Not his soul. The core remained stable. Whenever his attention brushed too close to the edge of danger, the restraint around his spirit tightened, drawing a hard line that the corrosion could not cross.
It was not kindness.
It was limitation.
The message was clear.
The spirit was protected. The rest was negotiable.
His flesh could be filed down.
His essence could be dirtied.
His tools could fail.
As long as the core stayed defined, the restraint considered its duty complete.
That was not comfort. It was a rule.
Li Xiao Bai reviewed the outcome without emotion.
If his body eroded too far, he would lose control. If his Gu decayed too quickly, concealment would fail. If concealment failed for even a breath, something would notice, not with malice, but with appetite.
He had survived by caution so far. By choosing small risks, by retreating when the math did not favor him.
Courage was irrelevant.
Efficiency kept him alive.
Yet even efficiency had a timer now.
Move slowly and conserve tools, and the environment would grind him down over time.
Move quickly and spend tools, and the tools would grind down faster.

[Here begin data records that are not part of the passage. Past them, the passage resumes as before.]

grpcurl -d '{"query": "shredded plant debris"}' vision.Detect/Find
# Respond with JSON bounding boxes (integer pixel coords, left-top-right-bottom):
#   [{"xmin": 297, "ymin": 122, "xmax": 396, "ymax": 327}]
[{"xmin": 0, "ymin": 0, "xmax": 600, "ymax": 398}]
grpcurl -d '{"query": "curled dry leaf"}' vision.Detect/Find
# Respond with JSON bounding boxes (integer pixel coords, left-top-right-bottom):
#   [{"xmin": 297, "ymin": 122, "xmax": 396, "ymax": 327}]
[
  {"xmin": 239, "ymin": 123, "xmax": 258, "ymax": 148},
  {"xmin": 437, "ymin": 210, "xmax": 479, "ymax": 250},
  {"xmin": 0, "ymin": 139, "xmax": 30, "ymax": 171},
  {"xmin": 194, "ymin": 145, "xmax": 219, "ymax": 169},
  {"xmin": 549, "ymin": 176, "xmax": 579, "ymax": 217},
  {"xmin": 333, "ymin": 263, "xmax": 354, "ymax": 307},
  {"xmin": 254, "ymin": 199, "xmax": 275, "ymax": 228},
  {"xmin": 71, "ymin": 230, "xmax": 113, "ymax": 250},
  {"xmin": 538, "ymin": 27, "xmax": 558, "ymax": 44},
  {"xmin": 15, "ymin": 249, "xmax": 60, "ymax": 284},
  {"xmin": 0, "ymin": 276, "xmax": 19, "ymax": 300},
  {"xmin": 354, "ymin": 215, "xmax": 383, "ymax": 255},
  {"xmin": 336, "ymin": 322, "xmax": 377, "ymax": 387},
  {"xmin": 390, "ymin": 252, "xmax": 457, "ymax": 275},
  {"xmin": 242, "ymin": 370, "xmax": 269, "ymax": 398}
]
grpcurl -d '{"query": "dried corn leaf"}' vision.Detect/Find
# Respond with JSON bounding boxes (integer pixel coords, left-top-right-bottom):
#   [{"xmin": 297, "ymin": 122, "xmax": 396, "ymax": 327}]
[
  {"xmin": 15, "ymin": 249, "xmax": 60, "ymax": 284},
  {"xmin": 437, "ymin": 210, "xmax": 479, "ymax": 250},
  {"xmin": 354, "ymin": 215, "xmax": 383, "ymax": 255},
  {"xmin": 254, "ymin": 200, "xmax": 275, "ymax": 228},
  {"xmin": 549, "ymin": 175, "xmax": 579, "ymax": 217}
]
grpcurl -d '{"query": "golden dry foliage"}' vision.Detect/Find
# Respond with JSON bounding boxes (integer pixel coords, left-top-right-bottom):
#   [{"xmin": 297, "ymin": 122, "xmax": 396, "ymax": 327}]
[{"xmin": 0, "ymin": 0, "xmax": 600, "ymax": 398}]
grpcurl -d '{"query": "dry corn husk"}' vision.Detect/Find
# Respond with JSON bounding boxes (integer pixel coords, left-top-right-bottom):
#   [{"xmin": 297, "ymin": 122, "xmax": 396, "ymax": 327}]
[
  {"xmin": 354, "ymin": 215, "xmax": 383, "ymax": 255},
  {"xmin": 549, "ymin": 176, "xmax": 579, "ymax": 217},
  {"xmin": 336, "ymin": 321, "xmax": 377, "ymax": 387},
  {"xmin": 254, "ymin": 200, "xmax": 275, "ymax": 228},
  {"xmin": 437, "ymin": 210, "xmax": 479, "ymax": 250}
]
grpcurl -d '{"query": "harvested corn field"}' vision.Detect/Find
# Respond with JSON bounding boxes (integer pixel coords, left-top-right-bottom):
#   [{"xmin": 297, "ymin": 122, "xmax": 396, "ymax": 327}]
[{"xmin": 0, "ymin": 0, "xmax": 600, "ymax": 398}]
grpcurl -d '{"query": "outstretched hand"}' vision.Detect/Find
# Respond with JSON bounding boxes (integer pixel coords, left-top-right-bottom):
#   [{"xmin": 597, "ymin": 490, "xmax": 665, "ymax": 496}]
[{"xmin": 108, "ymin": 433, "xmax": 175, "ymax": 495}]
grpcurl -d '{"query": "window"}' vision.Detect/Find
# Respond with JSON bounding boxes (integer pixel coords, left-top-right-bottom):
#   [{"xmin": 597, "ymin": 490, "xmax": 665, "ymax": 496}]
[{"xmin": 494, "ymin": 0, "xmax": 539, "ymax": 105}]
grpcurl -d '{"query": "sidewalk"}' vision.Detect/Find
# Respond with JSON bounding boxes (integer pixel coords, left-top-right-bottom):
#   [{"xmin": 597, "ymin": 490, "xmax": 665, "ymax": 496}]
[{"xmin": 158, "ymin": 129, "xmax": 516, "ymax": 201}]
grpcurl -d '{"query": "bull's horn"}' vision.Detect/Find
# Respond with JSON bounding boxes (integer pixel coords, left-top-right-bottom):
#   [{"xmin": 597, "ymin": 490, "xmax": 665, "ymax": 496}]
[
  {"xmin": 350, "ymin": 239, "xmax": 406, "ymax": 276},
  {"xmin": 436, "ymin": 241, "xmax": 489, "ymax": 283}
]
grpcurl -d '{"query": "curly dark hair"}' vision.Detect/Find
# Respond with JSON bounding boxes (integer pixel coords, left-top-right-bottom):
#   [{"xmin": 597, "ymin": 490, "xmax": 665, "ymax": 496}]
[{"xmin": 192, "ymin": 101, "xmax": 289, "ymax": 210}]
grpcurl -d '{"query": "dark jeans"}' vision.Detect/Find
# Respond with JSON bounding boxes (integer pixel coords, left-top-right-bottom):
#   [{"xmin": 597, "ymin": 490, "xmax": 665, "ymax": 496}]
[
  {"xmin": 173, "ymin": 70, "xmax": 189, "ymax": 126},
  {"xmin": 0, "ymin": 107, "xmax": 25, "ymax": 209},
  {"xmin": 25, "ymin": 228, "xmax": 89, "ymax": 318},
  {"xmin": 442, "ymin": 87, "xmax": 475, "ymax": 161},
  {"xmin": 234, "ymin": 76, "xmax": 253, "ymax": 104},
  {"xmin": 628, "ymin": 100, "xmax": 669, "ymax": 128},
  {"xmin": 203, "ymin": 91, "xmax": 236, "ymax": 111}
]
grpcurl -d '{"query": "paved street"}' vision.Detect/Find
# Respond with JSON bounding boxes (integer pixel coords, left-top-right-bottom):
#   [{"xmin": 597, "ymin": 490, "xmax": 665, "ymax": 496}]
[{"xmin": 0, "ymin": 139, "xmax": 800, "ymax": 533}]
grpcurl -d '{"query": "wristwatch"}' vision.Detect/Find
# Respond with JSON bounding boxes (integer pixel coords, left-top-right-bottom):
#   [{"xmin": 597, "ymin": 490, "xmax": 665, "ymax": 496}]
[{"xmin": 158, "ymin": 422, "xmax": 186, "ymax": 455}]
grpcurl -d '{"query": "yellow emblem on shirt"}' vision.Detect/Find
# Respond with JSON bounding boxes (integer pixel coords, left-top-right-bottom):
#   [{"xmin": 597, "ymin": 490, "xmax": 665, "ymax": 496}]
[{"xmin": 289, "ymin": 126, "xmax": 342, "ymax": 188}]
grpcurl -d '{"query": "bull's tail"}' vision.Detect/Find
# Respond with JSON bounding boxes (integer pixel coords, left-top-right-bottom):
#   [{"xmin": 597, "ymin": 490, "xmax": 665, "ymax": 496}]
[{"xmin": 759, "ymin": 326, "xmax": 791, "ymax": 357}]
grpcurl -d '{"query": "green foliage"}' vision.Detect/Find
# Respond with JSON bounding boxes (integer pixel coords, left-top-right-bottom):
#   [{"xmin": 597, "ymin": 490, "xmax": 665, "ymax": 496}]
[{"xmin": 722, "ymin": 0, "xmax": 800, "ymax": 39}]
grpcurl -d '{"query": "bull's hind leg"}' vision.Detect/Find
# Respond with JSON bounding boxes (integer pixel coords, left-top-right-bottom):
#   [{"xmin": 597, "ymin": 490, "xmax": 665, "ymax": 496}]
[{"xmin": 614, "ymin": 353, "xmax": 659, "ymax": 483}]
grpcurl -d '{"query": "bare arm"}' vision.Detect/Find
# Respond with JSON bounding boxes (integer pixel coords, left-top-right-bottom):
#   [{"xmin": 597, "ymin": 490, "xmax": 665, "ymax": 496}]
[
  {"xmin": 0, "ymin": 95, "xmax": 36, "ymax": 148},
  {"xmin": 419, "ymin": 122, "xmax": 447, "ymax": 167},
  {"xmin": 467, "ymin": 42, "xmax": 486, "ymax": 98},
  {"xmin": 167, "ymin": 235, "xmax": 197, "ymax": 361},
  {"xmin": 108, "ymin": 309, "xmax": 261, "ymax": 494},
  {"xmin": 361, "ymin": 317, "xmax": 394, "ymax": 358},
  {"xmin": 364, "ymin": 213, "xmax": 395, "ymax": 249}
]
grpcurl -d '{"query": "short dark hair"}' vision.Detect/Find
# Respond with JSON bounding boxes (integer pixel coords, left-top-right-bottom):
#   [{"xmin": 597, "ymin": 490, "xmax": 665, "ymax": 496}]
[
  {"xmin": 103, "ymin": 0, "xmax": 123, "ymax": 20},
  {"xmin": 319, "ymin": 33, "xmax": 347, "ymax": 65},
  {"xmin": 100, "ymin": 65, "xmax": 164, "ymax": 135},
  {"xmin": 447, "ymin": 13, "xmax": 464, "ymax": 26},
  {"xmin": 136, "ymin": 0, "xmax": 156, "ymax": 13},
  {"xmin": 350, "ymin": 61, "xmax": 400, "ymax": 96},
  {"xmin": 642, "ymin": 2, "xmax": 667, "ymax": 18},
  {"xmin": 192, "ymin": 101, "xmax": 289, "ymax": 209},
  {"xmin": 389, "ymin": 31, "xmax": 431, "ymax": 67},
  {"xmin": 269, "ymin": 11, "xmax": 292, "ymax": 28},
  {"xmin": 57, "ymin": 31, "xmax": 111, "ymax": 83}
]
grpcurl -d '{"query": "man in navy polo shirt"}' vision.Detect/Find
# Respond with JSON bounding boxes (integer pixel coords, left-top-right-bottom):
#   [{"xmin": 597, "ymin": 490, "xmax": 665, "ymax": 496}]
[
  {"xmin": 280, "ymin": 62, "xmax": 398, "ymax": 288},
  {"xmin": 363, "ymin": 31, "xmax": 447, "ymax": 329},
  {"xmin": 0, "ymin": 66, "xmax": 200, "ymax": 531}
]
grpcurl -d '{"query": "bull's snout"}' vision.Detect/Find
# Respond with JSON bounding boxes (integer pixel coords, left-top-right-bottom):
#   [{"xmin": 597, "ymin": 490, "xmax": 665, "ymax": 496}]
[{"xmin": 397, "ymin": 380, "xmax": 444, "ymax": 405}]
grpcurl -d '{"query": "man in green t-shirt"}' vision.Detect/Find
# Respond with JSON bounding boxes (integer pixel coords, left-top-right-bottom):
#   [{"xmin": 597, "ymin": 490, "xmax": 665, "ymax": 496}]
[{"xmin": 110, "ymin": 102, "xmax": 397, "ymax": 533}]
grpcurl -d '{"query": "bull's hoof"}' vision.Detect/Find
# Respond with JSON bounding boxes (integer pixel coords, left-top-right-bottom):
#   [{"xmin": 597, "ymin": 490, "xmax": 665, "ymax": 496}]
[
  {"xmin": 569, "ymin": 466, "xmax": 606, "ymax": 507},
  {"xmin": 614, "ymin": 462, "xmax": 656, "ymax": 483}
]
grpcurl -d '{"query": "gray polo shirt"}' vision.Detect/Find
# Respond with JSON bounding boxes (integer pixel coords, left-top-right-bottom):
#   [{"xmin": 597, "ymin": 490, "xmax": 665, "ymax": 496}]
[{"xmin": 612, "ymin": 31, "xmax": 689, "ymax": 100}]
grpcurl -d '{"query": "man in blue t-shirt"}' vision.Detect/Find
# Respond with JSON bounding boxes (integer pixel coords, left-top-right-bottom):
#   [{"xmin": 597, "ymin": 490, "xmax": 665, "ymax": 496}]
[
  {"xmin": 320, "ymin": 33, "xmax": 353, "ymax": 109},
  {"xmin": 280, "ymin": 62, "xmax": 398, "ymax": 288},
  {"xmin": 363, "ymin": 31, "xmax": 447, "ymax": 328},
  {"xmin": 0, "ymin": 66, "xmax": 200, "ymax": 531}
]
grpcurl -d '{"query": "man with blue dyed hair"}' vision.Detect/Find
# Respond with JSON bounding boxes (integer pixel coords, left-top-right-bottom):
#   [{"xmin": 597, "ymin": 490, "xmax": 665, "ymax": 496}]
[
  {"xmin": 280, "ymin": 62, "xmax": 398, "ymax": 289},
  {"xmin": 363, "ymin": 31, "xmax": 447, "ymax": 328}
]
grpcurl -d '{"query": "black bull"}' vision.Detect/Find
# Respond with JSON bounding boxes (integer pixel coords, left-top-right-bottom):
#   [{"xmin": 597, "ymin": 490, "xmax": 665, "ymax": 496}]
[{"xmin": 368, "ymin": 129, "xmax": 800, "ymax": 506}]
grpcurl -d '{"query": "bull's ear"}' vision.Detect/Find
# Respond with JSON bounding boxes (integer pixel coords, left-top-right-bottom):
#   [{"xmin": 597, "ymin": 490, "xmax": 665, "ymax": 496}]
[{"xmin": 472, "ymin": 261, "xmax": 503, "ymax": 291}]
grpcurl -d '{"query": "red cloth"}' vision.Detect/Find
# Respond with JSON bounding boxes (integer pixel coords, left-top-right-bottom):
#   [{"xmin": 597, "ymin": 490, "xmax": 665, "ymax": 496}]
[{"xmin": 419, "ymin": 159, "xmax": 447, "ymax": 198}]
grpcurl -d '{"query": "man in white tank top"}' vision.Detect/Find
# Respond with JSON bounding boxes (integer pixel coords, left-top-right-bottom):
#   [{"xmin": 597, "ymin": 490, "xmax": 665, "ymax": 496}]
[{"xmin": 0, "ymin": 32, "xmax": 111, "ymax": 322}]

Either way, the bill would be paid.
Only the timing could be chosen.
Li Xiao Bai exhaled slowly.
Then decided.
He would shorten exposure.
He would spend resources to reduce time spent in this place, even if spending accelerated decay. A longer journey meant more total erosion. A faster journey meant more immediate cost but fewer hours of contact.
Same principle as burning a bridge to escape a fire.
The bridge would be lost either way.
He adjusted concealment first.
Thin overlapping veils.
Aura suppression.
Misdirection meant to make him uninteresting rather than invisible.
Perfect stealth was fantasy.
He needed to be ignored.
Then he selected a movement Gu.
Rank four. Ordinary once. Precious now.
He fed it controlled essence and activated it.
Drift became motion.
The environment offered no wind, yet he felt resistance like invisible grit, a friction against the edges of his existence whenever he pushed too hard.
Minutes became hours.
Each activation scraped him a little more. Not pain yet. Loss.
He checked once with the mirror method, brief as a blink.
The erased patch had widened by a finger's breadth.
Slow.
Not slow enough.
He increased speed again, aggressive but controlled.
The movement Gu began to weaken. A slight delay in response. A dimming instinct.
He ignored it.
When it died, he would replace it. If replacement killed the next one, he would replace that too.
Then a pressure brushed his senses.
Different from the careless weight of distant giants.
This felt like attention.
Li Xiao Bai froze instantly.
He shut down every active layer. Withdrew Gu. Sealed essence. Flattened his presence until he felt like dead debris.
The pressure lingered.
Then passed.
He remained still longer than necessary, not from fear, but to confirm the rule.
This place was not empty.
It was a sea full of things that reacted to ripples.
Speed was necessary.
Speed had to be controlled.
He accepted the compromise and moved again, quieter than before, concealment layered, activations spaced, direction held steady.
His body was being eaten.
His Gu were dying.
His options were narrowing.
Yet his will did not bend.
He drifted onward faster than before, careful as a thief crossing a roof in darkness.
He did not intend to give the void another easy bite.